Officers ordered to pay $13,000
for assault, arrest in 2007

Tracy Sherlock, Vancouver Sun, Oct. 14, 2009

Vancouver police officers arrest a suspect in this November 2006 photo
used to illustrate VPD response to violence and drunkenness on Granville Street.
Photo: Handout.

 

VANCOUVER — Two police officers were found liable for assault, battery and false imprisonment and ordered to pay $13,000 after they roughed up a man on a Vancouver street and arrested him without reasonable grounds in 2007.

The man, Daniel Woods, is happy with the judge’s decision, his lawyer Timothy Goepel said.
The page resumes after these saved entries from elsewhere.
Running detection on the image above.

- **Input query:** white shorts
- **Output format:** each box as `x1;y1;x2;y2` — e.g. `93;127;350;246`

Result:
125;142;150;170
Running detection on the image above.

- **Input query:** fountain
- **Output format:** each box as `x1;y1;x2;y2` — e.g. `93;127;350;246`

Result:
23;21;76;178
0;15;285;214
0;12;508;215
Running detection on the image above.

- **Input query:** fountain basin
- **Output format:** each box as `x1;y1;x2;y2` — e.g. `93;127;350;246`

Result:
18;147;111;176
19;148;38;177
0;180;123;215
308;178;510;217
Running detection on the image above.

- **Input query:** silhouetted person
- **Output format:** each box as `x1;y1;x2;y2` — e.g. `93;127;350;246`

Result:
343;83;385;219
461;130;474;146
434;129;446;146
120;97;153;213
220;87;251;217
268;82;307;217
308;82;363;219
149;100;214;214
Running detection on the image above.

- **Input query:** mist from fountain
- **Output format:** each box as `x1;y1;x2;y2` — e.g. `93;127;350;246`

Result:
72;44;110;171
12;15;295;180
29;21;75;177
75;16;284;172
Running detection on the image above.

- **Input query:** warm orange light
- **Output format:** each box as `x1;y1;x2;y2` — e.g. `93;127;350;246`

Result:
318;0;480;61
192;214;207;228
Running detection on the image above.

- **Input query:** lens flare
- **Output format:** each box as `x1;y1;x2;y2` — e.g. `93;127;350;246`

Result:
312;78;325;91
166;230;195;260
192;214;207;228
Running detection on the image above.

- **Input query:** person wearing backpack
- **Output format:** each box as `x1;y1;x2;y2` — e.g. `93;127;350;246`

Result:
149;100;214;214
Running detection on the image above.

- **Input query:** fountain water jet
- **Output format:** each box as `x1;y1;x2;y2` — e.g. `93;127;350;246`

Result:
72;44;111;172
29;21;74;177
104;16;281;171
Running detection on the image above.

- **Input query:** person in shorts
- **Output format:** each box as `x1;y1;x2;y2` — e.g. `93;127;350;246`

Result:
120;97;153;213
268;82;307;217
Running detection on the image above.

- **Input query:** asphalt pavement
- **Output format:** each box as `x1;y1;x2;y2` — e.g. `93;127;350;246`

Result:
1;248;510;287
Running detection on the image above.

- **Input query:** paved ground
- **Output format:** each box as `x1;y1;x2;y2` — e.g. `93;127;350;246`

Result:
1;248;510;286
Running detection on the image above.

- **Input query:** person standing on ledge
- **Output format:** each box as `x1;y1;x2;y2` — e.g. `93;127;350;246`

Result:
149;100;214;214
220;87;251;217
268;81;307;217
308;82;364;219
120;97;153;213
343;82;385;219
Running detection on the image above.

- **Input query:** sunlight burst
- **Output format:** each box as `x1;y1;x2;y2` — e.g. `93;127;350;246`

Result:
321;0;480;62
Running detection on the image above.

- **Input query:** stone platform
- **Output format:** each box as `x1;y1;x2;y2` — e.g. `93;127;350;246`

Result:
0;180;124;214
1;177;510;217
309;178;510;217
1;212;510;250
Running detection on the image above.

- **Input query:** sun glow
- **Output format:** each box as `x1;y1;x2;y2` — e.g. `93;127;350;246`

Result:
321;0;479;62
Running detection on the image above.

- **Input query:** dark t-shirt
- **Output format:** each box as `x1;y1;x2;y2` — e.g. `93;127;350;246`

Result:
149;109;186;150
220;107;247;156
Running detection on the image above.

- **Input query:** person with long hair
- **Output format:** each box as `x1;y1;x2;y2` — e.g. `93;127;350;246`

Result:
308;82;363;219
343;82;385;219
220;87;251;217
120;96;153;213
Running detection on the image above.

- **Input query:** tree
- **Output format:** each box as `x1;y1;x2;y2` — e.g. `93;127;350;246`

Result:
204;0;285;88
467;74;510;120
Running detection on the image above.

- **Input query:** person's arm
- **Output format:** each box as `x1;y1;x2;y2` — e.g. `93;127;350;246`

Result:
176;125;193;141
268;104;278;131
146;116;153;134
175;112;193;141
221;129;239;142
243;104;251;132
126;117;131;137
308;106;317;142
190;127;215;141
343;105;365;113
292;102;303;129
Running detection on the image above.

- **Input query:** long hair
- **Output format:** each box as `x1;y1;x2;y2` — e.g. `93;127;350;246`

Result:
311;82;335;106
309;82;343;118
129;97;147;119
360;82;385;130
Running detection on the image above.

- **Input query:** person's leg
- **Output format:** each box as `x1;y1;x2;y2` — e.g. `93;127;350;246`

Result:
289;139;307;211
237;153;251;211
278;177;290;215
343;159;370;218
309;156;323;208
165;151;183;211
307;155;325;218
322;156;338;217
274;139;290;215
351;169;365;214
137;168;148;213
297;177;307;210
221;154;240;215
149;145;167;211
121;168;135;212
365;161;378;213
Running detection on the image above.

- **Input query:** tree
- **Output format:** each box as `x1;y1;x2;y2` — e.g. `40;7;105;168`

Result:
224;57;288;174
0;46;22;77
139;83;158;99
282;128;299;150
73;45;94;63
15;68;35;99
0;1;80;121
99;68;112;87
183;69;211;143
“Unfortunately a night out with his buddies turned into having his face smashed into the pavement and spending six hours in jail,” Goepel said. “It shouldn’t have happened.”

Woods, 47, was crossing Granville Street near Smithe at about 9:30 p.m. on Aug. 24, 2007, with his friend Steve Webster, 30, when an unmarked police SUV made a U-turn and entered the intersection and turned its emergency lights and siren on.

It was dark at the time, and Woods testified that he did not realize it was a police vehicle. Woods told the court that he was startled and put up his hand to tell the driver to hold off.

Vancouver Police Const. Paul Gies was the passenger; Sgt. Stephen Eely was driving. They gave evidence that they thought Woods had punched the vehicle.

Woods continued walking down the street, but within seconds Gies had grabbed Woods’s arms, spun him around, pushed him toward the road and took him down onto it, according to the judgment.

“I find that Constable Gies used excessive force. He came down hard somewhere near the claimant’s neck with his knees, injuring him, while the claimant was on the ground, on his stomach, under two police officers,” Provincial Court Judge Ann Ehrcke wrote in the judgment.

Witness Jesse Lobdell said the entire police response was aggressive and forceful. Another witness, Sandy Sadovich, who knows Woods, said Gies was smiling, laughing and taunting Woods for about five minutes.

Woods was ultimately arrested by Eely for breaching the peace and taken to jail, where he stayed overnight.

Woods, who is employed in utility maintenance for the City of Vancouver, had abrasions on his forehead and nose and a cut on his lip, redness next to his ear and red areas on his back, according to court documents.

Ehrcke found some of the police evidence was “unreliable.”

“In my view Constable Gies did not have the authority to grab and push or otherwise physically stop the claimant without concurrently telling him that he was being detained and why,” Ehrcke said in the judgment. “The wrongful arrest of the claimant by Sergeant Eely was also either wilful or reckless. ... They did not have reasonable grounds to arrest the claimant for mischief, or to arrest him for a breach of the peace and have him sent to jail.”